During the week of May 1-8, advocates from across the country are coordinating activities to raise awareness around the need for greater federal investments in affordable homes and community development. Local advocates across the Quad Cities STHC insist that all people deserve an affordable home. No one should be forced to give up food and basic healthcare to keep a roof over their heads.
Speaking to this today were representatives from local nonprofits, public schools and a formerly-homeless mother. The event occurred Sister Concetta Park at 11 AM.
In Davenport and across the nation, far too many families– including low income seniors, people with disabilities, veterans, and families with children – struggle to keep a roof over their heads or are experiencing homelessness. More families are renting their homes than ever before, and our nation’s investments in affordable housing have not kept pace. As a result, rents are increasing everywhere. But, because of underfunding, three out of every four families in need of housing benefits are turned away.
More than one out of five Scott County families spend more than half of their monthly income on rent. The acceptable standard is to spend no more than a third of monthly income for housing. The local housing reality is that our neighbors are truly one illness or accident away from being evicted for inability to pay their rent. This forces them into homelessness.
Need for National Housing Week of Action
Last year, advocates and Congressional champions secured a 10% increase to federal investments in affordable housing. But threats remain. A proposed federal budget will slash affordable housing by $11 billion compared to current levels. This would increase homelessness and housing poverty in our community.

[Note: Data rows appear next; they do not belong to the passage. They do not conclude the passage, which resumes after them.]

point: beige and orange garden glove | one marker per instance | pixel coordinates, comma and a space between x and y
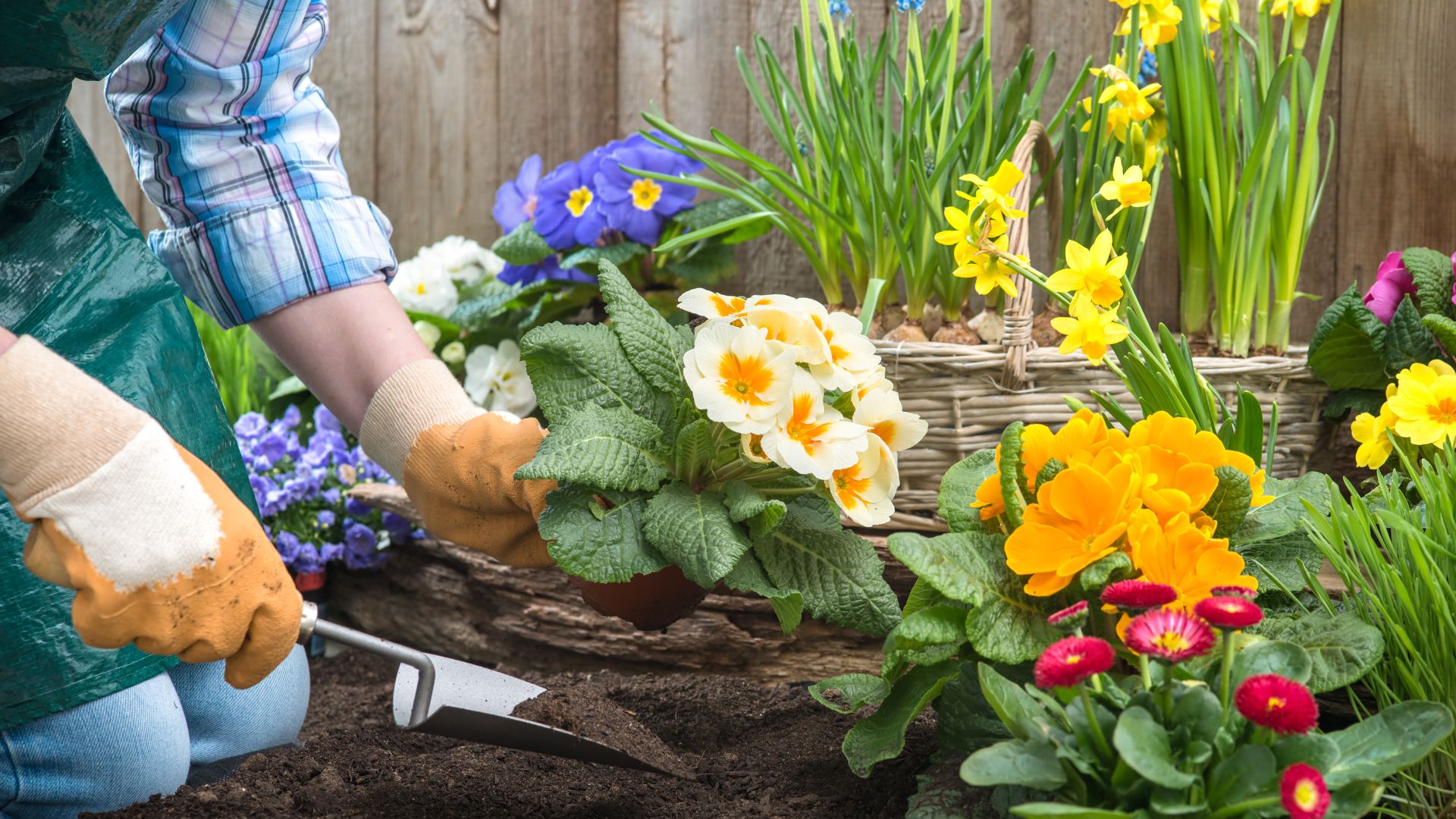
161, 553
457, 463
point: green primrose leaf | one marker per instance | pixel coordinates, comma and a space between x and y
523, 245
1386, 742
1015, 763
1341, 648
651, 344
1229, 503
695, 532
596, 544
612, 449
849, 692
1144, 745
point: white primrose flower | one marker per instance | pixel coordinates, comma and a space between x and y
463, 260
813, 439
851, 356
495, 379
881, 411
424, 287
865, 490
739, 376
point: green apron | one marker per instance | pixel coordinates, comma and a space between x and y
76, 275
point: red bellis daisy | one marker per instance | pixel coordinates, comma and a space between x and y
1277, 703
1229, 613
1304, 793
1071, 661
1172, 635
1139, 595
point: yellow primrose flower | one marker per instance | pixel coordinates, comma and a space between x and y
1088, 330
990, 271
995, 193
1370, 431
1094, 271
1126, 187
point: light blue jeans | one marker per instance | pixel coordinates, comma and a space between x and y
145, 739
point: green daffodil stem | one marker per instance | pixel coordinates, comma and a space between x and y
1103, 748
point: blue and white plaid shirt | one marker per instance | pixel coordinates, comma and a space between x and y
237, 148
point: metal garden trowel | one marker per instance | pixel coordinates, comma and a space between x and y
446, 697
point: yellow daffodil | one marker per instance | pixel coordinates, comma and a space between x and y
739, 376
995, 193
865, 490
1426, 407
990, 271
1126, 188
810, 438
1088, 330
1094, 271
1079, 518
887, 420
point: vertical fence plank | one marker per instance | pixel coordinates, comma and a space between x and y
1395, 133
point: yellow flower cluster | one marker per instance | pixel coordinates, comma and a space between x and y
1142, 491
1420, 407
982, 228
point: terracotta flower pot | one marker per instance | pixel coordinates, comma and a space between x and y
648, 601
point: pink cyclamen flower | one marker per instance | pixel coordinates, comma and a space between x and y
1169, 634
1392, 284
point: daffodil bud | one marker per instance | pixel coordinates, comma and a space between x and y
453, 353
428, 333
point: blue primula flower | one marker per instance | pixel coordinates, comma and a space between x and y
568, 212
516, 200
546, 270
638, 206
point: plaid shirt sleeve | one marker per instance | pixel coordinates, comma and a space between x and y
237, 149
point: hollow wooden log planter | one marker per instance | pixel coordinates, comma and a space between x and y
452, 601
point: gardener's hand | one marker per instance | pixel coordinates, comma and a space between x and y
161, 553
459, 463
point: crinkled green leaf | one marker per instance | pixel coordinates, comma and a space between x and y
523, 245
693, 531
883, 735
574, 366
1348, 344
651, 344
1432, 275
849, 692
1144, 744
1229, 503
593, 542
1388, 741
959, 490
1015, 763
1005, 626
610, 449
839, 573
1343, 648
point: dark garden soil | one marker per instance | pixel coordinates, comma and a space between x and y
761, 752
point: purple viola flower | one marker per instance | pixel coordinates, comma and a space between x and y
287, 545
638, 206
548, 270
1392, 284
516, 200
568, 212
249, 426
325, 420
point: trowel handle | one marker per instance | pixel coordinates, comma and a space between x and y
309, 624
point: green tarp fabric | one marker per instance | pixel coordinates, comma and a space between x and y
76, 275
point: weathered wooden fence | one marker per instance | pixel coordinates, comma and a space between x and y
440, 99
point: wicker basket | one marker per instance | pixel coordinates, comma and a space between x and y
970, 394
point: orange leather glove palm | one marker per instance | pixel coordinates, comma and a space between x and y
457, 463
159, 550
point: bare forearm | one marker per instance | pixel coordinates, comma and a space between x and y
344, 344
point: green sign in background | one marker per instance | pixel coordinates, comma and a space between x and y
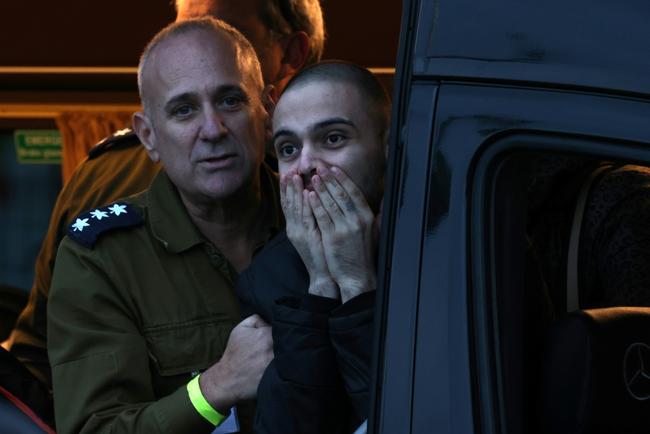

John De Taeye, Development Director for Humility of Mary Housing and Shelter and MC of the event summarized the message:
“Instead of reducing our nation’s investments in affordable housing, we need to make a bold and sustained commitment to ensure that everyone has a safe, accessible and affordable home. Because when we invest in affordable homes, we invest in people, our communities, and America as a whole – from increased employment and economic mobility to improved health and better education.”